Spinoza and Identity. Netherlanders and Israelis Spinoza Seminar II.

Erasmus University Rotterdam
Conference program

Sunday, June 30th 2019
Polak building 1-07, Campus Woudestein, Rotterdam

10.15 – 10.30 Opening: Prof. dr. Wiep van Bunge
10.30 – 11.25 Prof. dr. Han van Ruler: ‘Metaphysics in-between Descartes and Spinoza’.
Descartes’ Epistemological Turn and Spinoza’s Need for Formal Causes
11.30 – 12.25 Dr. Daniel Schneider: ‘Spinoza on the Conditions of the Human Condition’.
The significance of the concept ‘Homo’ in Spinoza’s conception of ‘Homo Liber’.
12.30 – 13.00 Prof. dr. Henri Krop: ‘Spinoza’s Critique of metaphysics’.

Lunch break

14.00 – 14.45 Noa Lahav: ‘Essence, Change and Necessity in Spinoza’s Ethics’.
Spinoza’s two notions of essence (individual and shared) and the ways in which they admit, or deny, the possibility of change.
14.45 – 15.30 Harmen Grootenhuis: ‘Spinoza on the individuality of universals’.
A universal essence of finite modes as the cooperative union of the essences of individual finite modes that serve as its parts.

Tea / coffee break

16.00 – 16.45 Daffi Mark: ‘Humans’ Personal identity in Spinoza’s Ethics’.
The possibility of personal identity of humans as coming into being through a process of self-unfolding
16.45 – 17.40 Ohad Nachtomy: ‘Spinoza on the Capacities of the Body and the Wonders of the Mind’.
19.00 Conference dinner

Monday, July 1st 2019
Het Spinozahuis, Spinozalaan 29 Rijnsburg

10.00 – 11.00 Visit Spinozahuis & Marc Riese: ‘Spinoza’s Library: A Probabilistic Approach to Addressing Uncertainty Issues’. (participants only)

Lunch break (Lunch for participants in Brasserie De Burgt)

Brasserie De Burgt, Burgemeester Koomansplein 1, Rijnsburg

13.00 – 13.55 Noa Naaman-Zauderer: ‘Spinoza on Human Freedoms and the Eternity of the Mind’.
Apart from the absolute freedom applied exclusively to God, two distinct notions of human freedom are at work in the Ethics, in accordance with the second and third kinds of knowledge.
14.00 – 14:55 Pooyan Tamini Arab: ‘Spinoza after Evolution: On intransigence as a middle-ground between essentialism and anti-essentialism’.

Tea / coffee break

15.30 – 16.15 Jamie van der Klaauw: ‘Government and its subjects: Spinoza’s place in political theory’.
Assessing Spinoza’s advances in light of contemporary political theory.
16.15 – 17:00 Yoram Stein: ‘Spinoza’s Identity Politics’.
The Real Task: How to Unite Less than Perfectly Rational People in Such a Way that they are Supportive and not Destructive to the Stability in the State
17.00 – 17.55 Atsuko Fukuoka: Quest of Laws of Human Psychology: Spinoza’s Method and Jurisprudence

After every paper there will be about 15 minutes of discussion.

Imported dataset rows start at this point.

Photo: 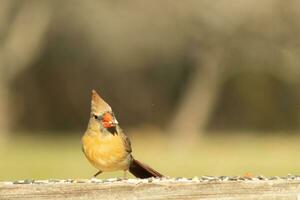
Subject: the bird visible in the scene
[81,90,163,179]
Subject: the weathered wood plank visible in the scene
[0,178,300,200]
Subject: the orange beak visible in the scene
[102,113,118,128]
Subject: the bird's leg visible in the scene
[123,170,127,179]
[93,171,102,178]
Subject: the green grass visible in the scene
[0,131,300,180]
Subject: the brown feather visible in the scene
[129,158,163,178]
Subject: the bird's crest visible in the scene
[91,90,112,115]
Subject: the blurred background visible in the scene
[0,0,300,180]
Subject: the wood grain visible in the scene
[0,179,300,200]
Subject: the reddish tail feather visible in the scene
[129,159,163,178]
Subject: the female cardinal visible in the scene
[82,90,163,178]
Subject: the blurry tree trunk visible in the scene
[0,1,50,140]
[169,49,223,142]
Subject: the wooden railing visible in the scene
[0,176,300,200]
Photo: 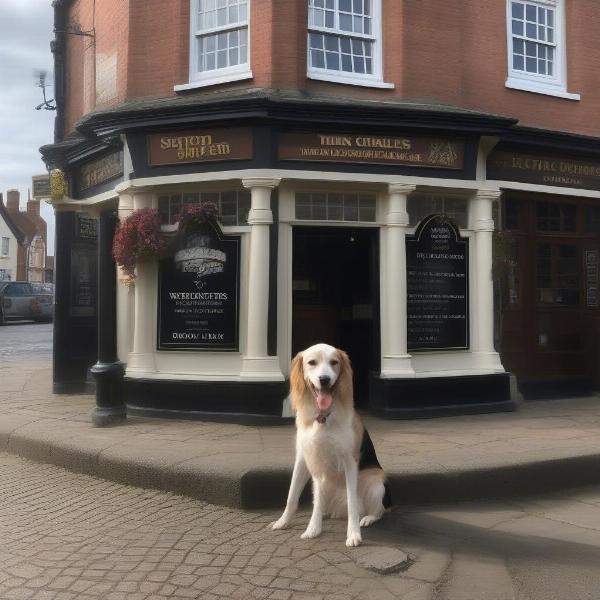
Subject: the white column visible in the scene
[117,193,134,363]
[471,190,503,371]
[241,177,283,381]
[127,191,157,375]
[381,183,416,378]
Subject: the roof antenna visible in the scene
[33,69,56,110]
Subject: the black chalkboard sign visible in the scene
[406,215,469,352]
[158,222,240,351]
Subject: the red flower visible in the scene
[113,208,165,279]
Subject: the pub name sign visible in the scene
[487,150,600,190]
[147,127,252,166]
[279,132,464,169]
[79,150,123,192]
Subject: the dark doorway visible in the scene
[500,192,600,398]
[292,227,379,407]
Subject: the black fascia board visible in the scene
[40,137,123,169]
[77,98,517,137]
[498,126,600,157]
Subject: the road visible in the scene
[0,453,600,600]
[0,322,52,361]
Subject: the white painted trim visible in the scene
[505,77,581,100]
[57,169,600,211]
[173,65,253,92]
[505,0,581,100]
[306,69,396,90]
[306,0,395,89]
[182,0,252,92]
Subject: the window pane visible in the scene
[340,13,352,31]
[310,50,325,69]
[512,2,523,19]
[326,52,340,71]
[513,19,523,35]
[513,40,525,54]
[513,54,525,71]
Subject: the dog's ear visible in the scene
[338,350,354,406]
[290,352,306,412]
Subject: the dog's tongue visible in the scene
[317,390,333,410]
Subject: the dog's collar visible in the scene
[315,411,331,425]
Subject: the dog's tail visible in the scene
[383,481,392,509]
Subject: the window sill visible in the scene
[505,77,581,100]
[173,71,252,92]
[306,71,396,90]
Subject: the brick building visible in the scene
[42,0,600,421]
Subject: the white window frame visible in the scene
[305,0,394,89]
[174,0,252,92]
[506,0,581,100]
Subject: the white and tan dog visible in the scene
[271,344,391,546]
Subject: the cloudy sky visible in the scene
[0,0,54,255]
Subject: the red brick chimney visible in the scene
[6,190,20,213]
[27,200,40,217]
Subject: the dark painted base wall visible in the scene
[124,377,290,425]
[369,373,517,419]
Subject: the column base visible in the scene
[380,354,415,379]
[127,352,156,375]
[92,405,127,427]
[471,351,504,373]
[240,356,285,381]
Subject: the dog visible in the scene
[271,344,391,547]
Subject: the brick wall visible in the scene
[61,0,600,136]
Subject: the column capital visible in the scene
[242,177,281,190]
[473,189,502,202]
[388,181,417,196]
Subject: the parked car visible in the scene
[0,281,54,325]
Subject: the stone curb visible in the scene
[0,429,600,509]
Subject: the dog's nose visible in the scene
[319,375,331,387]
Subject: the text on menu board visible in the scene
[158,222,240,351]
[406,215,469,352]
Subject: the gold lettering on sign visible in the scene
[147,128,252,165]
[79,151,123,191]
[278,132,464,169]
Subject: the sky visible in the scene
[0,0,55,255]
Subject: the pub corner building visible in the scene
[41,0,600,425]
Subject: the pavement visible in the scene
[0,361,600,509]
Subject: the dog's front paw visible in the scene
[346,531,362,548]
[360,515,381,527]
[300,524,321,540]
[269,517,290,529]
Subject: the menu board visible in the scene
[406,215,469,352]
[158,222,240,351]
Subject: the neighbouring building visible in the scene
[6,190,48,282]
[0,194,23,281]
[42,0,600,423]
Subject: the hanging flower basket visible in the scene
[113,208,165,282]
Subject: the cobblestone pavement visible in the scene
[0,453,600,600]
[0,322,53,362]
[0,453,431,600]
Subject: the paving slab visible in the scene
[0,362,600,508]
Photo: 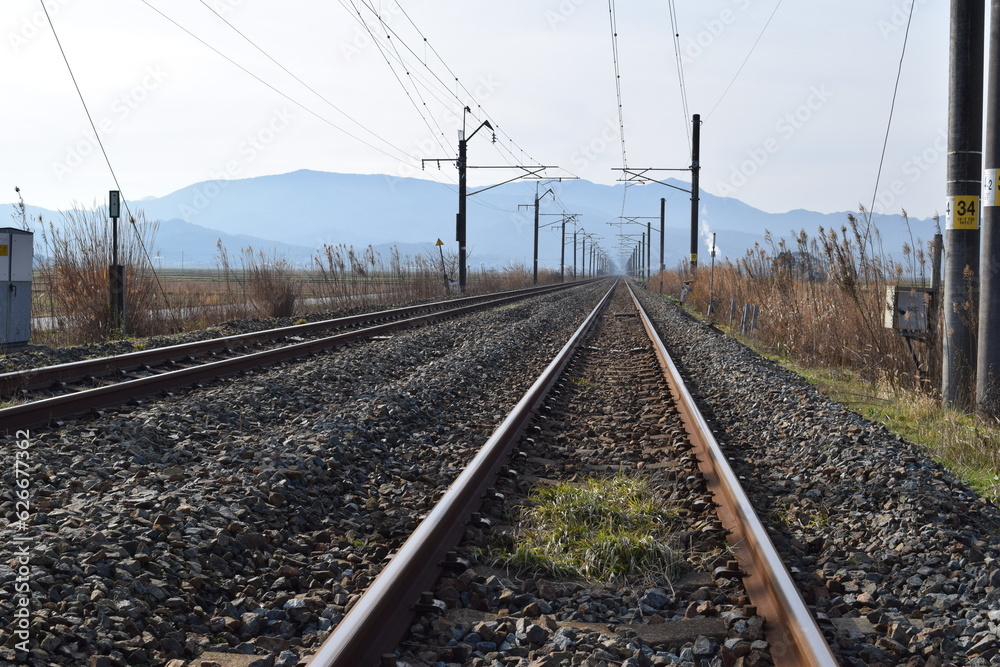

Late 20th Century French and Italian Spinoza scholarship focused upon the concept of Power. At the level of the modi there is an interplay of constantly changing power. Some commentators argue that this implies an anti-essentialism with respect to ordinary entities, such as bodies, persons, affects, virtue, communities and states. Recent Anglo and Finnish scholarship has challenged this anti-essentialist reading. In this conference we would like to address how these conflicting readings of Spinoza’s view of essences impact our understanding of Spinoza’s concept of identity in metaphysics, anthropology, and moral and political theory.